What does this rmse actually mean? We can get a sense by using the parameeters of the model to calculate the predicted gross for a 10 million dollar movie with average IMDB scores, then add or subtract the rmse.
mv_sum<-mv%>%
summarize(intercept=1,
mean_log_budget=log(1e7),
mean_score=mean(score,na.rm=TRUE))%>%
pivot_longer(cols=everything(), names_to="type")
mv_rmse<-mv_test%>%
rmse(truth=log_gross,estimate=.pred2)
movie_fit%>%
pull_workflow_fit()%>%
tidy()%>%
select(term,estimate)%>%
bind_cols(mv_sum)%>%
mutate(product=estimate*value)%>%
summarize(prediction=sum(product))%>%
mutate(low_range=dollar(exp(prediction-mv_rmse$.estimate)),
mid_range=dollar(exp(prediction)),
hi_range=dollar(exp(prediction+mv_rmse$.estimate))
)
## # A tibble: 1 × 4
## prediction low_range mid_range hi_range
## <dbl> <chr> <chr> <chr>
## 1 16.8 $5,823,597 $19,612,573 $66,050,767
So, for a 10 million dollar investment, this model says we could make between 5 million and 66 million. Remember William Goldman?
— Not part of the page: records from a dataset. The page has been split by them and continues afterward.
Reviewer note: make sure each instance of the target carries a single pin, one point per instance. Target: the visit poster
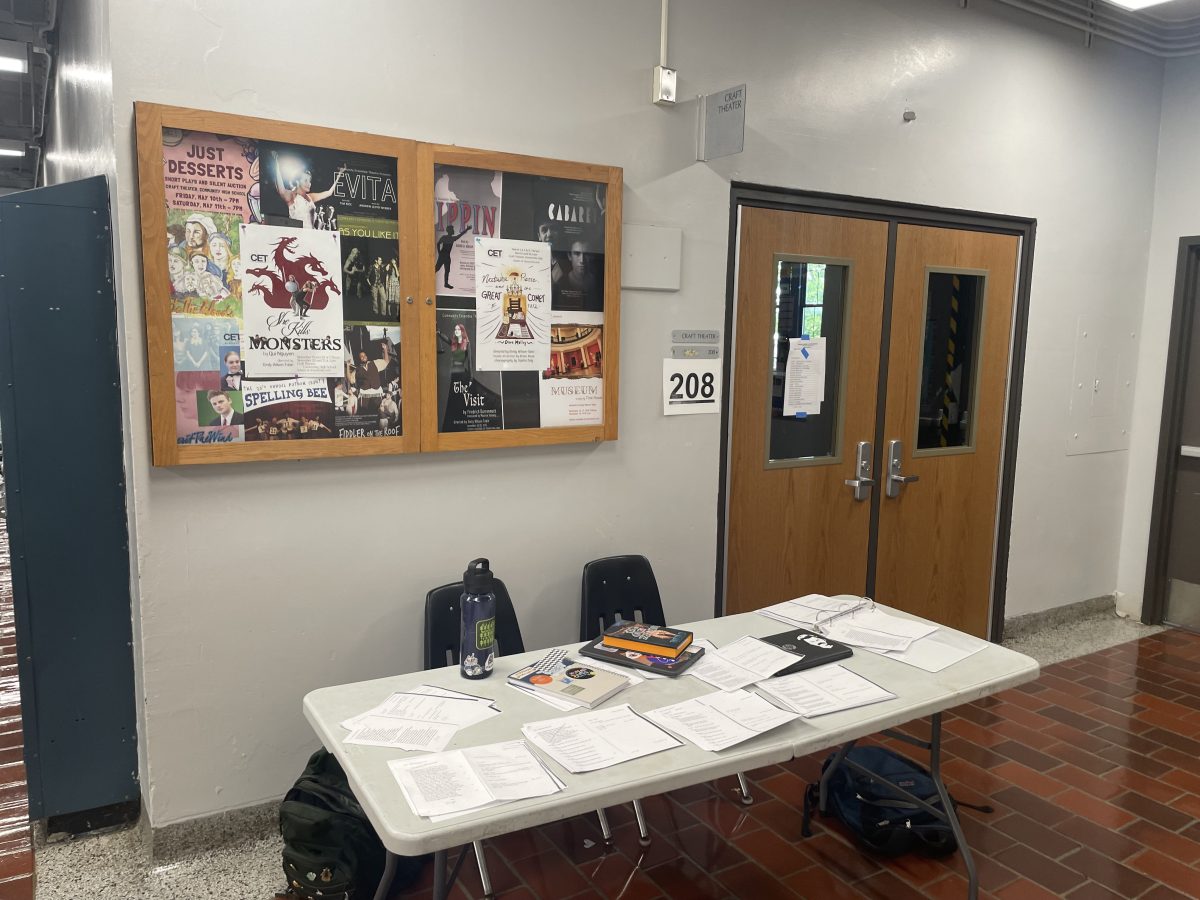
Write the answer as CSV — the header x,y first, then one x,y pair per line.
x,y
466,205
292,301
513,305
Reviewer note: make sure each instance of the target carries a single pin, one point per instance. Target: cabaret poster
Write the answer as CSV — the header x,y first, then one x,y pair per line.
x,y
513,305
292,303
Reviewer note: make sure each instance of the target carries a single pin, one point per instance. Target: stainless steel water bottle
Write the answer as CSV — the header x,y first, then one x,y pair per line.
x,y
477,646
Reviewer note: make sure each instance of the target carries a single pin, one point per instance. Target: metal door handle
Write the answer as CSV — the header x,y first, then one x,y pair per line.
x,y
897,479
864,483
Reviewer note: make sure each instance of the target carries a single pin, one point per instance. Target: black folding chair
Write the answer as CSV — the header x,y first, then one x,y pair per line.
x,y
624,588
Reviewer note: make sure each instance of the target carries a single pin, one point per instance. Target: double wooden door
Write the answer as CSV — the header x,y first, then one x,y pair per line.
x,y
869,462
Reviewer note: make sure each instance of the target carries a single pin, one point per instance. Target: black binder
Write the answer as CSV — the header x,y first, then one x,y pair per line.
x,y
810,648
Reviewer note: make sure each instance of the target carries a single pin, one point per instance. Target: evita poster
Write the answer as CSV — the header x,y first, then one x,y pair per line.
x,y
283,267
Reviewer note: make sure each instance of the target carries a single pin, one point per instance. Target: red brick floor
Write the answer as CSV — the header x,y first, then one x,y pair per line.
x,y
16,847
1093,771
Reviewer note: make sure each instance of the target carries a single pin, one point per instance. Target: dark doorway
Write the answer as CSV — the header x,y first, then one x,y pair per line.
x,y
60,417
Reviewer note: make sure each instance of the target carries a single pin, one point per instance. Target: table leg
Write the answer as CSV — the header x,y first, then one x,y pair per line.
x,y
389,873
952,816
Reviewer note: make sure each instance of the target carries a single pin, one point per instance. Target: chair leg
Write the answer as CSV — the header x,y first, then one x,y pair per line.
x,y
643,834
747,799
485,880
605,831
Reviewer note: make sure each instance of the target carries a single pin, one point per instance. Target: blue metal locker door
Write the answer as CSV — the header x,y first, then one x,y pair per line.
x,y
60,423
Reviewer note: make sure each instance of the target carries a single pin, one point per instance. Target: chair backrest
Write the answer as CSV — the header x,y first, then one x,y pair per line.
x,y
618,587
443,624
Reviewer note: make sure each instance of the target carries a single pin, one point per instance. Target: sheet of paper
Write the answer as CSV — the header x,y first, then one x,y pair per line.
x,y
846,631
599,739
700,724
739,664
825,689
401,733
937,651
432,708
720,720
439,784
804,376
511,772
561,705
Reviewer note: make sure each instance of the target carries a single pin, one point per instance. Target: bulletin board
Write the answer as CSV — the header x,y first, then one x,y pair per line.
x,y
313,292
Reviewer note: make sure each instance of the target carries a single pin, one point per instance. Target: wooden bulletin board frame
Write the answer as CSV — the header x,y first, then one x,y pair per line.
x,y
418,309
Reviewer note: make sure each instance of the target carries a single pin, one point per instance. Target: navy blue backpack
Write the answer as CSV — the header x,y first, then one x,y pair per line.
x,y
881,820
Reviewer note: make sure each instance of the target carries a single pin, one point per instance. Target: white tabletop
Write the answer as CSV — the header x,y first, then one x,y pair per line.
x,y
918,693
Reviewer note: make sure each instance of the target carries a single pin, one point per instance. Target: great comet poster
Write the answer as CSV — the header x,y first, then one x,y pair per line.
x,y
292,301
513,304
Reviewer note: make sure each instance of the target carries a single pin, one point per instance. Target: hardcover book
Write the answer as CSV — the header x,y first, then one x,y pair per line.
x,y
648,663
653,640
571,681
811,649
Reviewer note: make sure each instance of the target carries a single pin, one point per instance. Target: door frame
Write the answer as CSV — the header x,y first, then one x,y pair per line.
x,y
894,214
1183,307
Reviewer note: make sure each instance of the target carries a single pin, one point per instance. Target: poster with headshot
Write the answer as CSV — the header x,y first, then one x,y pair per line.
x,y
466,205
468,399
569,216
288,409
367,397
513,304
292,301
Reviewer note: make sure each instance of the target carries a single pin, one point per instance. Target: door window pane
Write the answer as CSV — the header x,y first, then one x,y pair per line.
x,y
948,367
810,301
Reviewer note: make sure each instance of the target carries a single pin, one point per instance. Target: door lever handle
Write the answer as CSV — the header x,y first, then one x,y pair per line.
x,y
864,483
897,479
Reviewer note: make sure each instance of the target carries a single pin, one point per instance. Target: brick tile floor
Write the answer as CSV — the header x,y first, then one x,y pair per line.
x,y
16,846
1093,772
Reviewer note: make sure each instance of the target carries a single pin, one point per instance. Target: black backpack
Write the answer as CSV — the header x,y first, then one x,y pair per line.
x,y
881,820
330,851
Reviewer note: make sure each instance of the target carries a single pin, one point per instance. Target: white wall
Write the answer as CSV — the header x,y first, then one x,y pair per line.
x,y
1176,215
263,581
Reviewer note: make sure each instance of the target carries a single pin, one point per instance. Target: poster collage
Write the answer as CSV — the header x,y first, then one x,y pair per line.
x,y
283,286
520,310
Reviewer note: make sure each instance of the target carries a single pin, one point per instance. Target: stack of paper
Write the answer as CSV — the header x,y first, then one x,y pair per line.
x,y
825,689
599,739
425,718
813,609
744,661
720,720
874,629
937,651
463,780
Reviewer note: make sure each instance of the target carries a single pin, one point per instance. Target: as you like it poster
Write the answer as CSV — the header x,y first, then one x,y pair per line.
x,y
513,304
292,303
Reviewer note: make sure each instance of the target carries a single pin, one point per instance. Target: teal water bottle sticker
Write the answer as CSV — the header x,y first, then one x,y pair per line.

Quick Exercise Run a regression using two different predictors. Calculate rmse and see if you can beat my score.
You MUST remember: correlation is not causation. All you can pick up on using this tool is associations, or common patterns. You can’t know whether one thing causes another. Remember that the left hand side variable could just as easily be on the right hand side.